Waarom besloot je na je militaire dienst in Israël te blijven?
Het bevalt me in Israël. De vrienden die tegelijkertijd met mij naar Israël kwamen (leden van mijn Garin-groep) en de vrienden uit militaire dienst, zijn deel van mijn leven geworden. Ik zie mijzelf nergens anders wonen. Ik heb altijd gezegd dat, zolang ik me hier goed voel, ik hier blijf. En op dit moment voel ik me goed.” Na haar militaire dienst betrok Yaára samen met vriendinnen uit haar groep een appartement. Ze is van plan met kinderen te gaan werken.
Had jij als geboren Israëli het gevoel dat het voor jou makkelijker was om te acclimatiseren?

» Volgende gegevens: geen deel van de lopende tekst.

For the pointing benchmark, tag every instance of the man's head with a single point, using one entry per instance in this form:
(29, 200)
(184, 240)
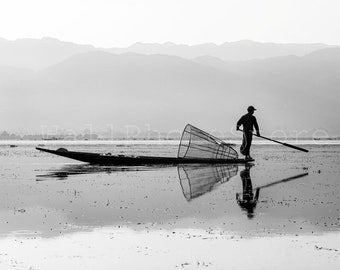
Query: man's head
(251, 109)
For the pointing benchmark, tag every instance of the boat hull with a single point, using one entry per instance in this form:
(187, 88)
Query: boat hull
(95, 158)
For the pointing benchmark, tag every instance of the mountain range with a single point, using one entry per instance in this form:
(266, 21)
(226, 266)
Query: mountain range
(294, 87)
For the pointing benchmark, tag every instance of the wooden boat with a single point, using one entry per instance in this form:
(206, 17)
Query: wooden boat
(107, 159)
(196, 147)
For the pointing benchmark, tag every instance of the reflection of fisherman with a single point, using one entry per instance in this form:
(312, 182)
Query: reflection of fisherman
(246, 199)
(249, 122)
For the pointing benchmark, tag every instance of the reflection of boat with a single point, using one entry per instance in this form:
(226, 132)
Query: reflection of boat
(199, 179)
(196, 146)
(95, 158)
(83, 169)
(248, 198)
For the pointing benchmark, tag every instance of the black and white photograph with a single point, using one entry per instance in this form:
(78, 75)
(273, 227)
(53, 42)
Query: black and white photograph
(170, 135)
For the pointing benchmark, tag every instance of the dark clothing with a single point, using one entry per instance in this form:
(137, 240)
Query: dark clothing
(246, 143)
(249, 122)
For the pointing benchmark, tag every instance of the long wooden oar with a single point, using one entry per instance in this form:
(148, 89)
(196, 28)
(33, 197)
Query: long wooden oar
(285, 144)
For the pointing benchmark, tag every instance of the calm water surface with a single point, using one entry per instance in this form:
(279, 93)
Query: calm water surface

“Ja en nee. Het is complex. Voor iemand die in Nederland is opgegroeid, zijn de cultuurverschillen erg groot. De Israëlische cultuur die ik van huis uit meekreeg, met een vader uit een moshav en een moeder die geboren is in Jeruzalem, verschilt nogal van wat ik nu hier om mij heen zie. Zelfs mijn woordenschat is anders, nogal verouderd. Aan de andere kant groeide ik op met dezelfde Israëlische televisieprogramma’s en Israëlische muziek. Ik keek alle songfestivals voor kinderen, dat maakte het gemakkelijk me te identificeren met Israëlische vriendinnen in het leger. Lastiger was het om te wennen aan een warme maaltijd tijdens de lunch en niet ’s avonds, zoals in Nederland.”
Wat vind je het leukste aan Israël?
“Het eten,” zegt ze lachend. “En er is iets anders aan de mensen hier, iets dat je nergens anders vindt. Toen we op een dag moesten verhuizen, werden alle meubels en elektrische apparaten die we misten, door mensen die we niet eens kenden, gedoneerd. Ze boden zelfs aan om ons te helpen met de hele verhuizing!”
Eén grote gemeenschap
Is het mogelijk een gemene deler te vinden onder jongeren die ervoor kiezen om in de eenentwintigste eeuw vanuit Nederland naar Israël te emigreren? Wat is het belangrijkste dat hen naar Israël trekt en wat zorgt ervoor dat ze daar willen blijven? Gideon geeft, in een parafrase van een radioreclame die hij ooit hoorde, de volgende uitleg: “In Nederland heb je vrienden, maar in Israël heb je een familie.” Wat deze jongeren in Israël vinden, lijkt een gevoel van verbondenheid te zijn. Daarom blijven ze, zelfs als ze daarvoor ver van hun familie in Nederland moeten leven. David vat de verschillen in de volgende woorden samen: “In Nederland zijn we opgegroeid in een kleine Joodse gemeenschap. Ook nu leven we in een Joodse gemeenschap, alleen veel groter.”
GARIN TZABAR
Het Garin Tzabar-project biedt een organisatorisch en educatief kader voor Israëlische en Joodse jongens en meisjes van 18 tot 24 jaar die met hun familie buiten Israël wonen. Bij aankomst in Israël worden de jongeren in een groep (garin) in een kibboets opgenomen. Tijdens hun militaire dienst biedt deze kibboets een warm en ondersteunend thuis.
In de eerste drie maanden van hun verblijf in Israël leren ze Hebreeuws in een oelpan (taalschool), reizen ze door Israël en leren ze over het land en zijn verleden. Ook doorlopen ze tegelijkertijd een proces dat bedoeld is om voor hen een passende plaats in het Israëlische leger te vinden.
Daarnaast worden zij emotioneel en sociaal voorbereid op hun militaire dienst, leren ze over wat er politiek en cultureel in Israël speelt en maken ze kennis met het leger. Dit alles om de kloof met Israëlische jongeren zoveel mogelijk te overbruggen.
Gedurende hun hele diensttijd worden zij begeleid door de padvindersbeweging die hen ondersteunt bij werk en studie
en bij het waarborgen van hun rechten als immigrant.